Ob Krieg oder Frieden, schneller oder blutiger Sieg – auch nach dem Ende des Konflikts am Golf wird sich die Wirtschaft so schnell nicht erholen. Amerika, Deutschland und Japan stehen keineswegs vor einem neuen Boom – ihnen droht weitere Stagnation oder sogar ein erneuter Einbruch. Was mit dem Absturz der New-Economy-Aktien begann und zunächst nach einer kurzen Konjunkturflaute aussah, hat sich zur längsten Wirtschaftskrise seit 20 Jahren entwickelt. Zu einer Krise „von neuer Qualität“, sagt Gustav Horn, Konjunkturchef des Deutschen Instituts für Wirtschaftsforschung in Berlin (DIW). Eine Krise, die nicht dem bekannten Muster folgt, weil sich Unternehmer, Anleger und Konsumenten auf beiden Seiten des Atlantiks anders verhalten als früher.
Die Vorgeschichte. So wie die Amerikaner in diesen Tagen der ganzen Welt ihre militärische Potenz vorführen, so trieben sie Ende der neunziger Jahre die globale Ökonomie voran. Zwischen 1995 und 2000 erzeugten die USA 40 Prozent des weltweiten Wirtschaftswachstums. 280 Millionen Amerikaner – fünf Prozent der Weltbevölkerung – nahmen 25 Prozent der weltweit produzierten Güter und Dienstleistungen ab. Angetrieben vom amerikanischen Boom verzeichnete auch Deutschland im Jahr 2000 ein Wirtschaftswachstum von rund drei Prozent. Die Zahl der Arbeitslosen sank auf 3,7 Millionen. Amerika war der Motor der Weltwirtschaft, sein Treibstoff war der Glaube an die New Economy. Dieses Wirtschaftswunder aber, sagt Gail Fosler, Chefökonomin des Forschungsinstituts Conference Board in New York, „ist Vergangenheit“. Die Gegenwart sind überschuldete Konsumenten, nicht ausgelastete Fabriken und riesige Defizite in der Handels- und Leistungsbilanz. Der Motor der Welt ist ins Stocken geraten.
Die Amerikaner: In der Internet-Euphorie investierten Manager aus den USA, als ob es nie wieder einen Abschwung gäbe. Weshalb jetzt, in der Krise, eines der klassischen ökonomischen Aufputschmittel nicht wirkt: billiges Geld. Ein ums andere Mal hat Zentralbankchef Alan Greenspan die Zinsen gesenkt. Doch immer noch stehen in zu vielen Unternehmen zu viele Computer und Maschinen in zu großen Büros und Fabriken. Die Kapazitäten der US-Industrie sind nur zu 75 Prozent ausgelastet. Neue Investitionen? Kein Bedarf – egal, wie günstig die Kredite sind.

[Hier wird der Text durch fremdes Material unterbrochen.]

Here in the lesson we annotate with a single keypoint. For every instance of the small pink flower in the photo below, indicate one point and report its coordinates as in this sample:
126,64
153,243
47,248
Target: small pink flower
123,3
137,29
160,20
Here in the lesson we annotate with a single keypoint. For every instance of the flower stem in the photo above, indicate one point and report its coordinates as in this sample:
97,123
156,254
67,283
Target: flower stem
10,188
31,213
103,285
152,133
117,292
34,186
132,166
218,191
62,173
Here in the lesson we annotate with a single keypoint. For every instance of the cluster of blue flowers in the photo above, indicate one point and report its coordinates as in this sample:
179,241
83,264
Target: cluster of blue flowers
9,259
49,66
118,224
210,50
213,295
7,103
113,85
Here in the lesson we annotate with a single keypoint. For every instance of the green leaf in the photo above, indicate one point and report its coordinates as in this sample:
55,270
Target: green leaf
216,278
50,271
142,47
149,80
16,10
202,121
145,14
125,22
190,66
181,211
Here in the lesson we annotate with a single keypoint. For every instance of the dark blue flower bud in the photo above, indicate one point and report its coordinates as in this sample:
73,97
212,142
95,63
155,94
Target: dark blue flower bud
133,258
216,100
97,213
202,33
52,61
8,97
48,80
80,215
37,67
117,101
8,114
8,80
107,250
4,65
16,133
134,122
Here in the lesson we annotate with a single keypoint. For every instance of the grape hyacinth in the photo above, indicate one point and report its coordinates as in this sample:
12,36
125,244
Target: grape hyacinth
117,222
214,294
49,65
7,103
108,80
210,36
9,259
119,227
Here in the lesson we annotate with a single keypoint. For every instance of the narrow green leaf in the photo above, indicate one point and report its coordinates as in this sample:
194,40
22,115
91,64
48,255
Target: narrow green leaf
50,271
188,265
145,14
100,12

Die amerikanischen Verbraucher dagegen haben sich bisher von niedrigen Aktienkursen und schwachen Wachstumsraten kaum schrecken lassen. Anders als in bisherigen Wirtschaftskrisen sind sie weiter einkaufen gegangen und verhinderten so das Abrutschen in eine tiefe Rezession. Aber wie lange noch? Seit Anfang 2001 gingen in Amerika 2,2 Millionen Jobs verloren. Das Verbrauchervertrauen ist auf den tiefsten Stand seit zehn Jahren gefallen. Statt zu steigen und einen neuen Aufschwung zu generieren, dürfte der private Konsum in den kommenden Monaten eher sinken – und die Krise weiter verschlimmern.
Der Dollar. Einen Großteil ihres Konsum- und Investitionsbooms finanzierten die USA mit Krediten. So wuchs das Leistungsbilanzdefizit, das entsteht, wenn ein Land mehr Geld ausgibt, als es erwirtschaftet. Im Jahr 2002 lag es bei 500 Milliarden Dollar, so hoch wie nie zuvor. In der Hoffnung auf dicke Renditen haben deutsche Konzerne, japanische Banken oder englische Investmentfonds dieses Defizit jahrelang finanziert. Aber schon jetzt schicken ausländische Anleger weniger Geld nach Amerika. Der Trend könnte sich verstärken, wenn Amerikas Börse und Wirtschaft weiter schwächeln.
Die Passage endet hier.